Since 2004 Polish blood donors have been tested for parvovirus B19 (B19V) DNA. The screening testing has been performed in donors of plasma for fractionation and anti-D and anti-HBs production and donors of erythrocytes used for immunization. AIM is to present methods of the testing, quality control and results in period 2004-2010.Testing was performed in individual donation testing (IDT) in Regional Blood Transfusion Center (RBTC) in Lublin or in pools of 24 in Institute of Haematology and Transfusion Medicine in Warsaw (IHTM). Quantitative testing with real-time PCR was preceded with nucleic acid isolation on silica based methods (Prepito Viral DNA/RNA, Chemagen and QIAamp DNA Mini Kit, QIAGEN). Amplification was performed initially with home made method and later with commercial assay (Artus Parvo B19 RG PCR Kit on Rotor Gene 6 000). In total 17 625 donations were tested: 8 539 in pools and 9 090 individually. Beside routine external quality control programmes in which both laboratories participated (Proficiency Study VQC,Amsterdam, Holand; EQA Programe, Glasgow, Scotland), panel containing negative samples, positive with very high DNA B 19V level and plasma infected with genotype 2 was prepared for RBTC in Lublin.B19V infection frequency was 1:980 donations, low viraemic donations were detected most frequently (1:1 037).

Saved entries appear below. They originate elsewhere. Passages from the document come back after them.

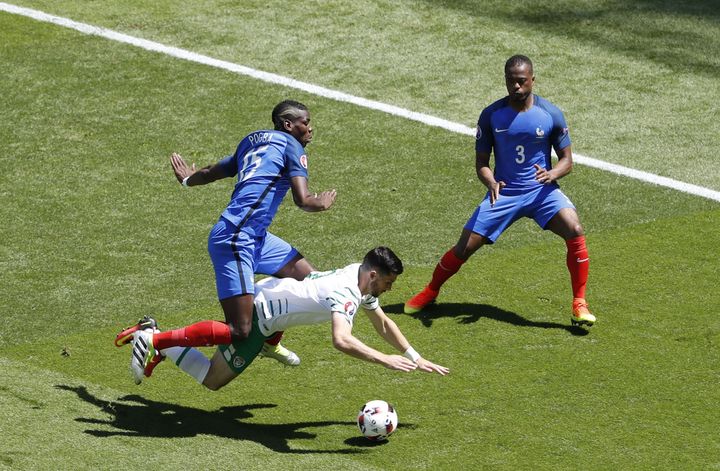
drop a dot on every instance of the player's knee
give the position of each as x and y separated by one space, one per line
239 333
577 230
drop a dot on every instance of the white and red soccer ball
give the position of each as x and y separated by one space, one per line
377 420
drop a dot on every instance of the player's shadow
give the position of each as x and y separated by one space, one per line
467 313
135 416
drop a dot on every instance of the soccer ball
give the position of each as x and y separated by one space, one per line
377 420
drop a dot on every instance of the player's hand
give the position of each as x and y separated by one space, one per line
180 168
542 175
495 192
400 363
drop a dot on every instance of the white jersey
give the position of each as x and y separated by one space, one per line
285 302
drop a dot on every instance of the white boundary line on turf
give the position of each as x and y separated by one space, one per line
336 95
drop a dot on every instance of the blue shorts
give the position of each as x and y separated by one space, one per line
237 256
540 204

It was identified only one donation with DNA load that could cause potential health risk for plasma product recipients (1:17 625). In one of the donors B 19V DNA was observed for 3 years and 3 months. In acute or persistent phase of infection no clinical or laboratory symptoms (morphology of peripheral blood, ALT) were observed. Due to risk of underestimation of viral load connected with viral genome polymorphism all donations with B19V positive result were not allowed to be clinically used.